A las 11 de la mañana me reuno con mis compañeros en el vestíbulo. Vamos todos disfrazados, pero no hay sorpresas porque los atuendos son los mismos que lucimos ya el sábado. Mi disfraz de Minion es un recurso de último minuto que no ha acaparado casi ninguna mirada por la calle, pero hoy, subido a una de las carrozas, tampoco va a importar mucho: nos van a gritar a todos por igual.
Tomamos metro y tren para llegar al punto donde se reúnen todas las carrozas antes de salir. Aquello es una explosión de color y música.
Casi 70 creaciones artísticas se encuentran alineadas, impacientes porque los tractores tiren de ellas y las lleven a hacer aquello para lo único que fueron creadas: exhibirse sin tapujos. Parecen tener vida.

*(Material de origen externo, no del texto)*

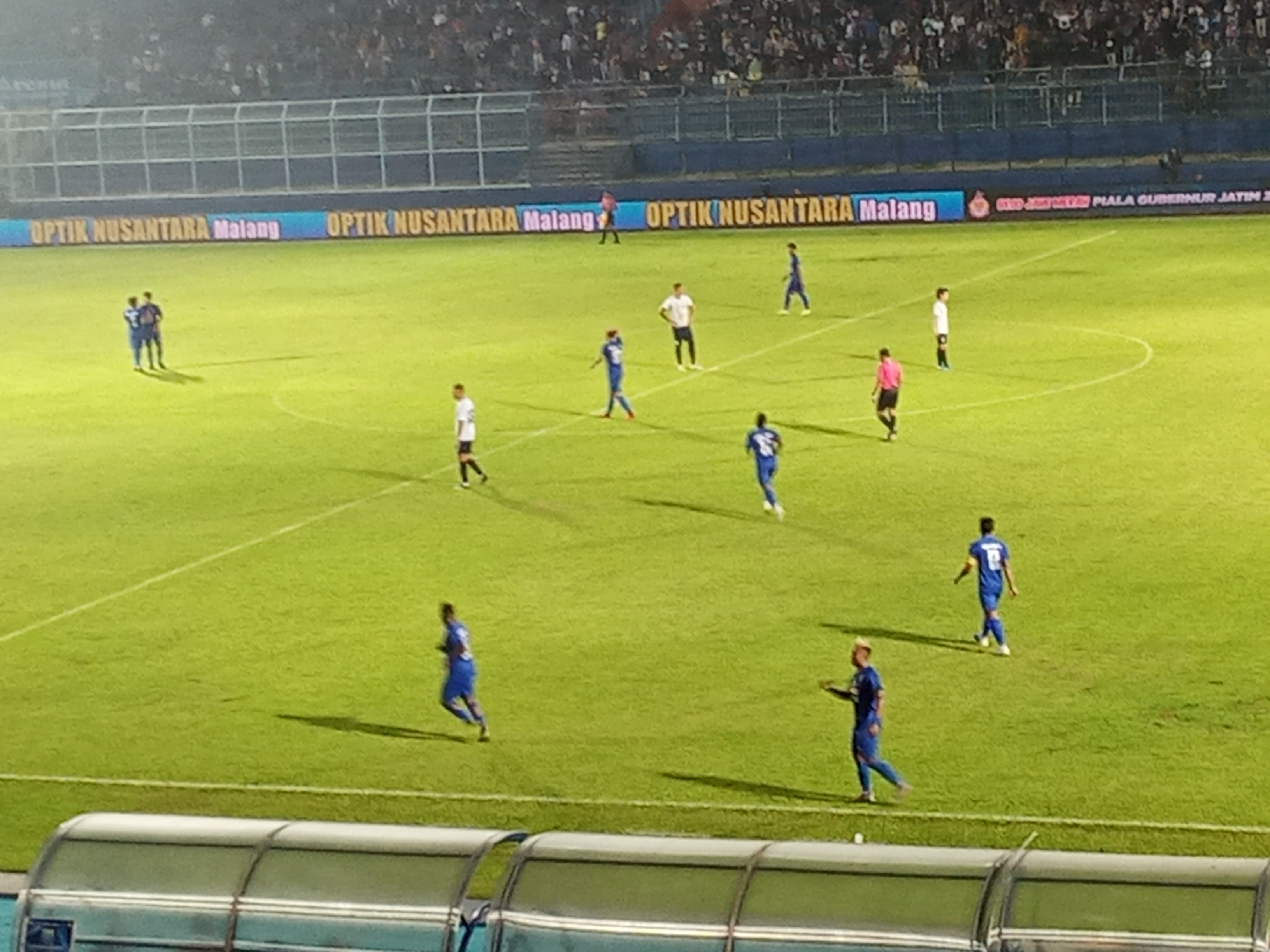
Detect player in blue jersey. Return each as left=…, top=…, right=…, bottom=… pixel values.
left=780, top=241, right=812, bottom=315
left=746, top=414, right=785, bottom=519
left=821, top=639, right=913, bottom=803
left=141, top=290, right=168, bottom=371
left=952, top=515, right=1019, bottom=658
left=591, top=327, right=635, bottom=420
left=137, top=304, right=158, bottom=371
left=437, top=602, right=489, bottom=740
left=123, top=297, right=145, bottom=373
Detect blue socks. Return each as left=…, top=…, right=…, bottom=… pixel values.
left=983, top=618, right=1006, bottom=645
left=856, top=760, right=904, bottom=793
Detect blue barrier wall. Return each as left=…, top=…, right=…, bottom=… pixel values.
left=7, top=155, right=1270, bottom=224
left=635, top=119, right=1270, bottom=175
left=0, top=896, right=15, bottom=949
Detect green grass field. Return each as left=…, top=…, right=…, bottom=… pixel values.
left=0, top=217, right=1270, bottom=868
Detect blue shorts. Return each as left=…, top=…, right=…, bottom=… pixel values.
left=441, top=662, right=476, bottom=705
left=851, top=723, right=881, bottom=760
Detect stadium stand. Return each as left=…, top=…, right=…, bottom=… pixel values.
left=13, top=814, right=1270, bottom=952
left=0, top=0, right=1270, bottom=104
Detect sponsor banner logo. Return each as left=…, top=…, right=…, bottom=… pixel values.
left=517, top=202, right=599, bottom=234
left=643, top=196, right=855, bottom=231
left=967, top=189, right=1270, bottom=221
left=328, top=206, right=521, bottom=239
left=29, top=215, right=211, bottom=246
left=207, top=212, right=326, bottom=241
left=852, top=192, right=965, bottom=225
left=20, top=212, right=326, bottom=246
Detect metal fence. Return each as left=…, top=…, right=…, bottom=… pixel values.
left=0, top=93, right=531, bottom=201
left=0, top=71, right=1270, bottom=202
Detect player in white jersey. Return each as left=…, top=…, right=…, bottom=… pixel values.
left=453, top=383, right=489, bottom=489
left=931, top=288, right=952, bottom=371
left=656, top=282, right=702, bottom=371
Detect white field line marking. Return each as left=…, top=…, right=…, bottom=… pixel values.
left=273, top=394, right=429, bottom=437
left=265, top=229, right=1112, bottom=439
left=454, top=321, right=1156, bottom=437
left=0, top=229, right=1116, bottom=644
left=0, top=773, right=1270, bottom=835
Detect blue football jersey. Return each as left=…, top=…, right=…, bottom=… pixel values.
left=970, top=536, right=1010, bottom=592
left=851, top=665, right=881, bottom=727
left=446, top=618, right=472, bottom=662
left=746, top=427, right=781, bottom=460
left=600, top=338, right=622, bottom=373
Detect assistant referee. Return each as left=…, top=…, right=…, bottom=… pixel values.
left=872, top=348, right=904, bottom=442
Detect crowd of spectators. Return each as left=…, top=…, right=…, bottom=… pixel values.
left=656, top=0, right=1270, bottom=85
left=9, top=0, right=1270, bottom=103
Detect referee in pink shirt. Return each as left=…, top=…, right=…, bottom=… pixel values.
left=872, top=348, right=904, bottom=441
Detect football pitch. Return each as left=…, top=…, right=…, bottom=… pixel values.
left=0, top=217, right=1270, bottom=868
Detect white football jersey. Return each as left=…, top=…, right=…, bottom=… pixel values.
left=662, top=294, right=692, bottom=327
left=931, top=301, right=949, bottom=335
left=455, top=397, right=476, bottom=443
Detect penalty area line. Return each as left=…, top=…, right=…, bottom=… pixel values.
left=0, top=773, right=1270, bottom=836
left=0, top=229, right=1116, bottom=645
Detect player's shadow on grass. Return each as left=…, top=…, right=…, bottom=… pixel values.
left=490, top=400, right=591, bottom=416
left=278, top=715, right=467, bottom=744
left=146, top=371, right=203, bottom=383
left=635, top=419, right=731, bottom=444
left=627, top=496, right=753, bottom=522
left=189, top=354, right=318, bottom=369
left=772, top=420, right=876, bottom=441
left=334, top=468, right=427, bottom=482
left=476, top=485, right=573, bottom=525
left=821, top=622, right=977, bottom=651
left=662, top=772, right=853, bottom=803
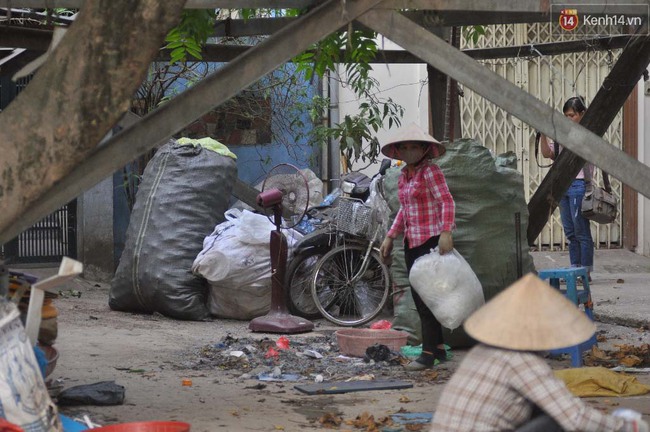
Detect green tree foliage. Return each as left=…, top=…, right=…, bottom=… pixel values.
left=165, top=9, right=214, bottom=64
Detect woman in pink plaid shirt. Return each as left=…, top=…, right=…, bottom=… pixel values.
left=380, top=123, right=455, bottom=371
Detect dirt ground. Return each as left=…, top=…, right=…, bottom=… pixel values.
left=35, top=270, right=650, bottom=432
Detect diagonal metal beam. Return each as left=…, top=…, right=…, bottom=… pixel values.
left=358, top=10, right=650, bottom=202
left=527, top=33, right=650, bottom=244
left=0, top=0, right=380, bottom=244
left=0, top=0, right=648, bottom=15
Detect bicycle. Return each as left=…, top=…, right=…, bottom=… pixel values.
left=311, top=197, right=391, bottom=327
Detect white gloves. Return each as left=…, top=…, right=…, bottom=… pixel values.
left=612, top=408, right=650, bottom=432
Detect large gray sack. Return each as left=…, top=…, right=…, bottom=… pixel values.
left=384, top=139, right=535, bottom=348
left=109, top=141, right=237, bottom=320
left=436, top=139, right=535, bottom=346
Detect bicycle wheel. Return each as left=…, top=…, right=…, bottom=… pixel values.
left=311, top=244, right=390, bottom=327
left=284, top=248, right=329, bottom=319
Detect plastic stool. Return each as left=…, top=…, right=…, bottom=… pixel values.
left=538, top=267, right=598, bottom=367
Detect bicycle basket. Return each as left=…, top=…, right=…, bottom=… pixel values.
left=336, top=197, right=372, bottom=236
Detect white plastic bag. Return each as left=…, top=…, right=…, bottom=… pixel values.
left=0, top=300, right=62, bottom=432
left=409, top=248, right=485, bottom=330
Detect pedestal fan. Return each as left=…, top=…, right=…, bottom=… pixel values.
left=248, top=164, right=314, bottom=333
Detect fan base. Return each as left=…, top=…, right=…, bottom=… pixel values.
left=248, top=311, right=314, bottom=333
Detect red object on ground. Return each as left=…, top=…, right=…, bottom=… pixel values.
left=275, top=336, right=289, bottom=349
left=370, top=320, right=393, bottom=330
left=93, top=421, right=190, bottom=432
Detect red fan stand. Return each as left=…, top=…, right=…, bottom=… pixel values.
left=248, top=189, right=314, bottom=333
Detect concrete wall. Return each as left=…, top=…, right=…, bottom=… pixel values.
left=636, top=80, right=650, bottom=256
left=332, top=37, right=429, bottom=176
left=77, top=176, right=115, bottom=282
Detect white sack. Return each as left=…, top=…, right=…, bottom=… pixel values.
left=192, top=210, right=293, bottom=320
left=409, top=248, right=485, bottom=330
left=0, top=300, right=62, bottom=432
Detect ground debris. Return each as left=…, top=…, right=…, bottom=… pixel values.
left=345, top=411, right=393, bottom=432
left=173, top=334, right=451, bottom=383
left=584, top=344, right=650, bottom=367
left=318, top=413, right=343, bottom=429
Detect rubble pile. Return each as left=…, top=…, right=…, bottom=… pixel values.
left=174, top=335, right=451, bottom=383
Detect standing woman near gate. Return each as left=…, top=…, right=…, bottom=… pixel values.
left=380, top=123, right=455, bottom=371
left=541, top=96, right=594, bottom=280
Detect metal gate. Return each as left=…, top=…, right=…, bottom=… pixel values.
left=0, top=76, right=77, bottom=264
left=460, top=23, right=623, bottom=250
left=3, top=200, right=77, bottom=264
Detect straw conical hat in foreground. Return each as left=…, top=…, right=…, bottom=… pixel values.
left=381, top=122, right=446, bottom=159
left=464, top=273, right=596, bottom=351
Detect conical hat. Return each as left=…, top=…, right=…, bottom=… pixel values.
left=381, top=123, right=446, bottom=159
left=464, top=273, right=596, bottom=351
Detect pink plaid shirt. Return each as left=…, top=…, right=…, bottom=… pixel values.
left=388, top=161, right=456, bottom=248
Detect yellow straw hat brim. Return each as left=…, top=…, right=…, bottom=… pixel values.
left=464, top=273, right=596, bottom=351
left=381, top=123, right=447, bottom=159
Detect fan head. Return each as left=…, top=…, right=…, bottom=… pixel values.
left=262, top=163, right=309, bottom=228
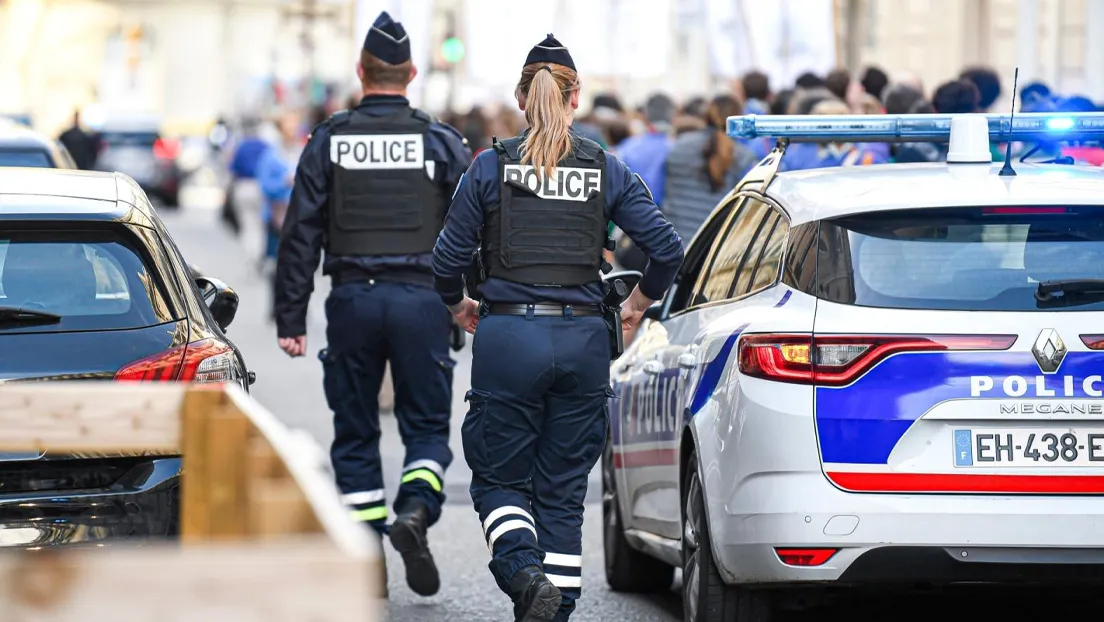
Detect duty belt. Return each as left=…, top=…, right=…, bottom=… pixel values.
left=331, top=267, right=433, bottom=287
left=487, top=303, right=602, bottom=317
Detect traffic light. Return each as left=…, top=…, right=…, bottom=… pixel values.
left=440, top=36, right=465, bottom=64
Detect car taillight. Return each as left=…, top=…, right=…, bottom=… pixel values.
left=1081, top=335, right=1104, bottom=350
left=153, top=138, right=180, bottom=160
left=115, top=339, right=235, bottom=382
left=774, top=548, right=839, bottom=567
left=737, top=335, right=1016, bottom=387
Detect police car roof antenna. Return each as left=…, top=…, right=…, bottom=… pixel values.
left=998, top=67, right=1020, bottom=177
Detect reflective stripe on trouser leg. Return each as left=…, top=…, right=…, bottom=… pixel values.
left=482, top=505, right=537, bottom=555
left=341, top=488, right=388, bottom=527
left=402, top=460, right=445, bottom=493
left=544, top=552, right=583, bottom=590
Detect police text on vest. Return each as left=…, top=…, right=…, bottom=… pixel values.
left=505, top=165, right=602, bottom=201
left=330, top=134, right=424, bottom=170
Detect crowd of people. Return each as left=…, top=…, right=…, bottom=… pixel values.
left=219, top=66, right=1104, bottom=298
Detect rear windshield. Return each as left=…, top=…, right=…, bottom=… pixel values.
left=0, top=229, right=173, bottom=335
left=817, top=207, right=1104, bottom=312
left=0, top=149, right=53, bottom=168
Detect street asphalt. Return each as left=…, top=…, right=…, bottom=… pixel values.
left=161, top=207, right=1098, bottom=622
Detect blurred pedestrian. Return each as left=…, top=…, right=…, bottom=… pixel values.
left=661, top=95, right=756, bottom=240
left=794, top=72, right=825, bottom=88
left=740, top=71, right=772, bottom=115
left=932, top=80, right=981, bottom=115
left=276, top=12, right=471, bottom=595
left=825, top=68, right=851, bottom=102
left=673, top=97, right=709, bottom=136
left=962, top=67, right=1000, bottom=113
left=434, top=34, right=682, bottom=622
left=771, top=88, right=797, bottom=115
left=256, top=110, right=302, bottom=320
left=883, top=84, right=947, bottom=162
left=57, top=110, right=99, bottom=170
left=1020, top=82, right=1053, bottom=113
left=859, top=66, right=890, bottom=99
left=614, top=93, right=678, bottom=272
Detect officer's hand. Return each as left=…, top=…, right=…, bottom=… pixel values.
left=622, top=287, right=655, bottom=335
left=279, top=335, right=307, bottom=358
left=448, top=296, right=479, bottom=335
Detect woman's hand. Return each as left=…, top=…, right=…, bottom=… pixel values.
left=448, top=296, right=479, bottom=335
left=622, top=287, right=656, bottom=335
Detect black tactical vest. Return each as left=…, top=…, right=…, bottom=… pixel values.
left=482, top=137, right=608, bottom=287
left=326, top=107, right=448, bottom=256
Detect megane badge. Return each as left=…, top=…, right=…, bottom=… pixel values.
left=1031, top=328, right=1066, bottom=373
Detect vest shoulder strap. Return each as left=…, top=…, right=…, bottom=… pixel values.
left=574, top=135, right=606, bottom=162
left=326, top=110, right=352, bottom=128
left=495, top=136, right=522, bottom=160
left=411, top=108, right=440, bottom=125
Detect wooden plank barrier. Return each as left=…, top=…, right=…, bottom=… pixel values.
left=0, top=382, right=384, bottom=622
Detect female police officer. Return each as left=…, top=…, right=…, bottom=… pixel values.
left=433, top=34, right=682, bottom=621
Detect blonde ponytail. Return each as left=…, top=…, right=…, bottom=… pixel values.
left=517, top=63, right=578, bottom=176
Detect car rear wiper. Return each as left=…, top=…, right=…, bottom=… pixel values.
left=1036, top=278, right=1104, bottom=308
left=0, top=306, right=62, bottom=324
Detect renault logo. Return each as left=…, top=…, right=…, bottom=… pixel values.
left=1031, top=328, right=1066, bottom=373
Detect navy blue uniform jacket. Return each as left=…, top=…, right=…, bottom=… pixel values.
left=276, top=95, right=471, bottom=337
left=433, top=138, right=682, bottom=305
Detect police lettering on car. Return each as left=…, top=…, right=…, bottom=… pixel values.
left=433, top=34, right=682, bottom=621
left=276, top=13, right=471, bottom=595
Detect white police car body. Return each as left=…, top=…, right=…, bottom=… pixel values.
left=603, top=115, right=1104, bottom=622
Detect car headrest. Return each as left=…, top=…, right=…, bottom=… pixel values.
left=2, top=242, right=96, bottom=307
left=1023, top=226, right=1104, bottom=281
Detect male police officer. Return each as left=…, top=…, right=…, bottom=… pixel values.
left=276, top=12, right=471, bottom=595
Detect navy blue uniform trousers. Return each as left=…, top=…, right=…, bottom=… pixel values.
left=463, top=315, right=609, bottom=621
left=319, top=281, right=455, bottom=533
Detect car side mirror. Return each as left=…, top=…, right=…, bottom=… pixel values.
left=195, top=276, right=237, bottom=330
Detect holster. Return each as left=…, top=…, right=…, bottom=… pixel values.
left=602, top=303, right=625, bottom=360
left=464, top=249, right=487, bottom=302
left=448, top=324, right=468, bottom=352
left=602, top=278, right=626, bottom=360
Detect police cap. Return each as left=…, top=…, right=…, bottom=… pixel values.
left=364, top=11, right=411, bottom=65
left=526, top=32, right=577, bottom=71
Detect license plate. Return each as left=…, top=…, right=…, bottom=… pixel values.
left=955, top=428, right=1104, bottom=467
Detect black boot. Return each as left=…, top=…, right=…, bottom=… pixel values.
left=509, top=566, right=563, bottom=622
left=391, top=504, right=440, bottom=597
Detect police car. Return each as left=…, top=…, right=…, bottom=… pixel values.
left=603, top=114, right=1104, bottom=622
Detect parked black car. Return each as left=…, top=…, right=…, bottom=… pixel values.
left=0, top=119, right=77, bottom=169
left=96, top=118, right=184, bottom=208
left=0, top=168, right=253, bottom=547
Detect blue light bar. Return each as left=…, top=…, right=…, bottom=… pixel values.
left=729, top=113, right=1104, bottom=143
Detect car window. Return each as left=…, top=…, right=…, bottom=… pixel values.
left=99, top=131, right=160, bottom=147
left=0, top=229, right=174, bottom=331
left=692, top=199, right=771, bottom=306
left=0, top=149, right=53, bottom=168
left=817, top=207, right=1104, bottom=310
left=667, top=197, right=743, bottom=314
left=747, top=210, right=789, bottom=293
left=782, top=222, right=820, bottom=295
left=728, top=199, right=782, bottom=298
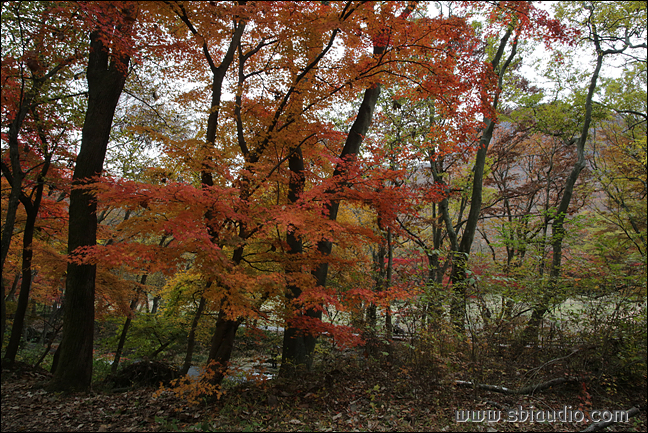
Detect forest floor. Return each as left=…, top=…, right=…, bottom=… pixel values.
left=2, top=340, right=648, bottom=432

Quieren que les saluden a gritos al pasar, que admiren su color, su originalidad y su porte. Tienen alma pagana de carnaval.
Nos comenzamos a abrir paso entre la multitud hacia la nuestra. Es la número 54, casi cerrando el desfile. En el camino vemos de todo.
Una comitiva de gente en albornoz rosa y peluca llamativa conversa amigablemente con un nutrido grupo de brujas y brujos de traje azul brillante. Más allá unos recios corsarios apuran sus barriles de cerveza mientras unos músicos, de llamativo uniforme naranja, mitigan el sonido de sus risas bravuconas a golpe de tambor, trompeta y platillo. También los jugadores de fútbol beben, sabiendo que no hay control anti-doping esta mañana. Arlequines, piratas, pollos, vacas, personajes de cuento… Todos celebran, ríen, comen y beben bajo un sol espléndido que nos ha acompañado todo el fin de semana de carnaval.
Un grupo de japoneses nos sorprende casi llegando a nuestra carroza. En Düsseldorf habita una de las comunidades japonesas más importante de Europa y estos demuestran que se han adaptado genial a las costumbres carnavalescas de la ciudad. Portan estandartes y trajes típicos nipones y danzan sin parar al ritmo de su propia música. Acaparan casi todas las miradas por donde pasan.
Nuestra carroza es una representación divertida de los edificios emblemáticos de la ciudad.
Justo a nuestro lado hay un hombre de 83 años que va vestido de gallo y se ayuda con un bastón. Sabemos su edad porque es de los más ancianos que vemos por allí y nos hemos acercado a hablar con él. Nos quedamos maravillados cuando nos cuenta que, sabiendo que le puede quedar poco tiempo de vida, ha decidido escribir al periódico local pidiendo realizar su sueño: ser uno de los actores principales del desfile de carnaval de su ciudad. Así se vive esta fiesta aquí.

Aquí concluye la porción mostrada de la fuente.